Today is one of times, and I am more than pleased with how these two companies have fared since I first covered them. In this article, I will discuss two companies that would have rewarded investors greatly had they decided to add these companies to their portfolios.
You can bet this is only the beginning
On June 15, I’d included Score Media and Gaming (TSXV:SCR) as one of the companies investors should considering buying during the summer. At this time, the company was trading below $0.80 per share. In early March, the COVID-19 pandemic caused all professional sports leagues to shut down operations. In my original article covering Score Media, I’d mentioned that the return of major sports leagues could be a large catalyst for this stock moving forward.
Six months later, Score Media is trading at $1.69 at the time of this writing. That is good enough for a gain of nearly 120%! It is uncertain how much of this is gain is, in fact, occurring as a result of pent-up activity stemming from the shutdowns. However, one thing that is certain is that the online betting market will only continue to grow in the coming years. The market is forecasted to grow to a size of US$127.3 billion by 2027. This represents a compound annual growth rate of 11.5% over the next seven years.
Score Media is still a relatively small company; it currently has a market cap of $696 million. However, it does stand as a market leader within Canada. With a quickly growing market, and few competitors to stand in its way, there is a good chance Score Media stock will continue to reward investors over the coming years.

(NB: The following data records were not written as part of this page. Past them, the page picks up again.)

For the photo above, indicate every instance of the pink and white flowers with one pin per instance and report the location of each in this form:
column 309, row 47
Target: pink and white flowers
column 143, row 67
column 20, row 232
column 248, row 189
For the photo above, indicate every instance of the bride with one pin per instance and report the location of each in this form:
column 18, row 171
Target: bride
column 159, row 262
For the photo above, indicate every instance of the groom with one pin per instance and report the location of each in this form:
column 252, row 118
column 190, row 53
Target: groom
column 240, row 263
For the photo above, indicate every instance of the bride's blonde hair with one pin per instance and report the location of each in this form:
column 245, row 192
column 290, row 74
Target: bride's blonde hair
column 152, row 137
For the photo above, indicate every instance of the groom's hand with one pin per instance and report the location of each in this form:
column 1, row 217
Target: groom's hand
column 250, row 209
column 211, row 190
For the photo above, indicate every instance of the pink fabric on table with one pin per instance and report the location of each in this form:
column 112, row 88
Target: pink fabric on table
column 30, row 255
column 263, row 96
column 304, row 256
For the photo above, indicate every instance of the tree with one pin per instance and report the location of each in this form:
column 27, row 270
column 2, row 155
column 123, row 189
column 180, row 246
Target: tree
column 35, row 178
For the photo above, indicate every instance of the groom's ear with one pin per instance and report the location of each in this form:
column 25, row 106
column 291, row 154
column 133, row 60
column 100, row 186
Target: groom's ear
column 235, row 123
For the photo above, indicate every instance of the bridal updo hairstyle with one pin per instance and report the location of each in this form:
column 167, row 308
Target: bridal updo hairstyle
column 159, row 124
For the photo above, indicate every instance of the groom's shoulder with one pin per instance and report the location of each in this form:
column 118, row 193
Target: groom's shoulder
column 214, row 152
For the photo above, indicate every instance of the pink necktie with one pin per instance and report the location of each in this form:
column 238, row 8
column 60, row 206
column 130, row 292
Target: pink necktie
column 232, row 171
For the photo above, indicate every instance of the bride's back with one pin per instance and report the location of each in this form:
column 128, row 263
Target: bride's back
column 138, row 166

One of the top growth stocks in Canada
There are a handful of companies that I have mentioned time and time again on The Motley Fool. Of these, Lightspeed (TSX:LSPD)(NYSE:LSPD) has certainly been one of the most featured companies in my articles. I believe the company has a tremendous growth runway ahead of it.
I first featured the company on June 3. Lightspeed was still trading about 25% below its highest levels in 2020 up to that point. However, the growth story was too interesting to ignore. Lightspeed is a quickly growing Software-as-a-Service provider for small- and medium-sized businesses. Its platform includes features such as point of sale, omni-channel engagement, loyalty management, and much more.
Since my first article covering the company was published, Lightspeed stock has melted upward. Eerily similar to Score Media, Lightspeed stock has gained about 120% over the past six months. Trading at more than $77 per share, Lightspeed’s market cap now stands at $7.36 billion.
Still a smaller company, when compared to competitors like Square, Lightspeed may continue to grow at a rapid pace over the coming years. Its entry into the American markets has also allowed large firms to buy shares of this company.
Foolish takeaway
Although investors should do as much research into a company as possible, how those companies do in the short term is very unpredictable. In the cases of Score Media and Lightspeed, I was sure that these companies would become a lot more valuable in the future. Never did I expect both companies to gain more than 100% in six months time.
I believe both companies operate in industries that have a lot more room to grow. If you have ignored these stocks previously, now may be the time to consider looking into them.